Economists say the scope of economic warfare used against Russia in response to its invasion of Ukraine is unprecedented. Its effect on U.S. consumers has also been particularly acute.
President Joe Biden announced on March 8 that the U.S. would ban the import of Russian energy products, and the average price of gas in the U.S. subsequently shot up to an all-time high of $4.331 per gallon on March 11.
While today’s measures are beyond the historic norms, the U.S. has often used economic warfare in its history. The full effect on U.S. consumers — as well as on global markets and Russian civilians swept up in this international battle — is yet unknown, but experts predict the consequences of economic warfare can be wide-reaching.
What Is Economic Warfare?
Economic warfare is the use of or threat to use strategies like trade embargoes, tariffs, boycotts, the freezing of capital assets and other means against another country to weaken its economy. These measures are typically coercive, aiming to impose costs on a nation in an attempt to force leaders to change their behavior.

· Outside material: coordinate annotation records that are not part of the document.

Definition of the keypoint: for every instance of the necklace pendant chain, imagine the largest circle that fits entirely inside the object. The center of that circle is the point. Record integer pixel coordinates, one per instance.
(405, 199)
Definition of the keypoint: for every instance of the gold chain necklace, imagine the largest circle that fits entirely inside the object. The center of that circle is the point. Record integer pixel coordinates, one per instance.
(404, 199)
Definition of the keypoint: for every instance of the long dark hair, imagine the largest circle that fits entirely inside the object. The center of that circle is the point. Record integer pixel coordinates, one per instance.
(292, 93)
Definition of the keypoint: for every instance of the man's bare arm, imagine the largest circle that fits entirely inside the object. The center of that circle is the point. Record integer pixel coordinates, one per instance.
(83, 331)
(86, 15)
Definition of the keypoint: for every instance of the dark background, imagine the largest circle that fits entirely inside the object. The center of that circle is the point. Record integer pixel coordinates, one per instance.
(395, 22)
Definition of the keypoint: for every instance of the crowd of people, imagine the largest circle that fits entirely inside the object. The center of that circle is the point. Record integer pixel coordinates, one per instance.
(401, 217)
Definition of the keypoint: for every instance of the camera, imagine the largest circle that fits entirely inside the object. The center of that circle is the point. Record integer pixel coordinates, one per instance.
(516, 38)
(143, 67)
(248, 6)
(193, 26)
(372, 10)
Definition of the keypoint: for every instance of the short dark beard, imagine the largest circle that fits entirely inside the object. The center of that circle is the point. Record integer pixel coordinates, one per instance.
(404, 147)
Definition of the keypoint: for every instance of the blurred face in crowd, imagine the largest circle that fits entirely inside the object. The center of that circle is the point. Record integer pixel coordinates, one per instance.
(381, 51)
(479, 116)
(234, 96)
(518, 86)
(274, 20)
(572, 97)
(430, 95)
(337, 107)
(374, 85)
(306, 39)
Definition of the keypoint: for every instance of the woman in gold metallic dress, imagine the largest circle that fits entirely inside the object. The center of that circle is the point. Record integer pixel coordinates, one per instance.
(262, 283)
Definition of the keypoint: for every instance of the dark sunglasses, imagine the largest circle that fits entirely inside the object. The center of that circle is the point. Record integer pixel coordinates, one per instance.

Historically, the U.S. has used sanctions and similar measures in numerous ways to demonstrate disapproval, punish, weaken and deter certain behaviors internationally. Sanctions and other forms of economic warfare utilized by the U.S. in the past, however, have typically targeted nations with relatively small economies.
“Like real warfare has casualties, expected and unexpected, so too does economic warfare,” says Aaron Klein, a senior fellow of economic studies at the Brookings Institution. “This is unprecedented. Russia is a much larger economy than any other more recent wars we’ve had.”
“If you look at a parallel like Cuba,” he says, “a country that America has imposed punitive economic sanctions on for decades, it certainly affected cigar consumers but the Cuban economy is extremely small relative to global economies.”
Latest Sanctions on Russia
There are many different strategies and avenues for the imposition of sanctions, including those that target a nation’s financial institutions and strategic trade.
The U.S. and numerous European nations took a series of coordinated steps in recent weeks to sanction Russia following its invasion of Ukraine. U.S. sanctions against Russia include:
— Bans on Russian oil and other energy imports.
— Blocking of Russia’s largest public and private banks.
— Ban on luxury goods from being exported from the U.S. to Russia.
— Sanctions against dozens of defense companies.
— Sanctions against 328 members of the Duma legislative body and the chief executive of Sberbank.
— Suspension of information exchanges with Russia’s tax authorities and the U.S. Internal Revenue Service.
The effectiveness of these sanctions still hangs in the balance. Though the threat of such sanctions failed to deter Vladimir Putin from invading Ukraine at the outset, Bryan Early, associate professor at the University at SUNY Albany’s Rockefeller College of Public Affairs and Policy, says sanctions can be a means to achieve numerous goals.
“Sanctions have a lot of secondary goals as well. Those could be to impose constraints upon their target, to weaken their economies, to weaken their military power, to make it harder for them to continue doing what they’re doing or diminish the threat they will impose in the future,” Early says. “We can also think of sanctions as tools that punish or stigmatize.”
Early says economic warfare, while aimed at achieving the humanitarian goals of the implementing country, can also have devastating effects on the civilians of the target country including increases in infant mortality, poverty and illicit economic activity alongside adverse political and social outcomes.
How U.S. Consumers Are Affected by Sanctions
The magnitude of international sanctions against Russia means more possible pain at home for U.S. consumers. This is because policymakers imposing sanctions must balance the need to craft a package of sanctions significant enough to be an effective deterrent without also creating debilitating costs at home, Early says.
“The costs that economic sanctions impose are normally invisible or very difficult to detect for American consumers,” Early says. “What’s really striking about the sanctions against Russia, however, is that you do have a pretty significant, tangible area of economic effect that’s broadly recognizable to U.S. consumers, that’s linked to U.S. sanctions policies, which is fossil fuels.”
U.S. consumers are already being hit with higher gas and energy prices resulting from sanctions on Russian energy products, but other areas may be hurt as well, though likely on a smaller scale.
“There will be broad issues as it relates to commodity prices. The price of wheat will trickle through and will go into many other areas and there will be niche effects,” Klein says. For example, he says, “A disproportionate amount of the world’s skis are made in Ukraine, so you could end up in a situation where there’s a shortage of skis for next winter.”
Global markets are also affected by sanctions and war, broadly, possibly chipping away at returns for U.S. investors.
“To the extent the world feels like a less stable and less certain place with a greater chance for violence, war and disruptions,” Klein says, “markets take these possible future actions into account.”